Criticisms of Muslim countries’ economic difficulties have long ignored the most populous of them, Indonesia. Rich in resources, the country is benefiting from the global boom in commodity prices, but with its domestic market of 276 million consumers, it is not overly dependent on exports. Its debts are exceptionally low compared to other developing economies, and the Indonesian currency is exceptionally stable in a year in which most currencies have been falling sharply against the dollar.
The result is a benign mix of 5% growth with less than 5% inflation that makes Indonesia a shining example of economically competent Islam.
While India’s growth numbers always look better than they actually are because of its low base, the country’s economy will continue to be one of the fastest growing in the world. Policymakers have adopted enough reforms to lure investors who, frightened by China’s regulatory crackdown, are now gravitating toward the second-largest emerging economy. New investments in digital services and industry are bearing fruit and the vast domestic market insulates India from the global recession.
Some of the so-called “PIGs” [Portugal, Itália e Grécia] –countries that were central to the eurozone debt crisis a decade ago– are now reviving. Greece and Portugal have reduced their government deficits by more than 50%, and are less exposed than most of Europe to shocks in the supply of natural gas from Russia.
Greece has been getting a boost from the revival of foreign investment – and tourism, whose share of its GDP (Gross Domestic Product) Covid had reduced from 20 to 15%. The default rate on bank loans is less than 10%, down from 50% during the crisis. Now growing at over 4% annually and with inflation falling rapidly, Greece is enjoying one of the healthiest recoveries in the region.
Portugal is in a similar position. The government wisely invests EU support funds, and is overhauling one of the continent’s most generous pension systems, while a special “golden visa” attracts a tide of wealthy new immigrants. Perhaps not coincidentally, the best performing stock market in the developed world this year is Lisbon. The acronym PIGs is in the past.
Saudi Arabia is leading a movement among the Persian Gulf countries to diversify their economy beyond oil. The reforms, which include easing restrictions on women, workers, tourists and nightlife, have helped spur projected growth to nearly 6% annually over the next two years.
The regime is pouring oil money into infrastructure, which includes ten smart cities that promise a futuristic, car-free version of urban life. Though heavily criticized for political repression, and with some distance to go on civil rights, the kingdom is also expanding economic freedoms, which puts this oil country at the forefront of green urban development.

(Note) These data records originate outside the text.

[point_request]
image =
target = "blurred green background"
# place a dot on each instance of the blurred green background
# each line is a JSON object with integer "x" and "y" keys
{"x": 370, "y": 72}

The most surprising country on my list is Japan, where growth is really picking up. After being hounded by deflation for years, Japan is also one of the few countries that profit from the return of inflation – which is now just above 2% annually. Its supposedly weak corporate culture has increased profit margins.
Labor costs are now lower in Japan than in China. The cheap yen is boosting exports and could revive the market’s animal vigor as the long-delayed lifting of Covid restrictions draws back visitors.
Any one of these economies could, of course, stumble, and go into reversal from a turnaround in their leadership, political situation or the effect of complacency. Still, these countries are already the best performing equity markets this year. Amid well-founded concern about global prospects, we are seeing a new set of winners emerge.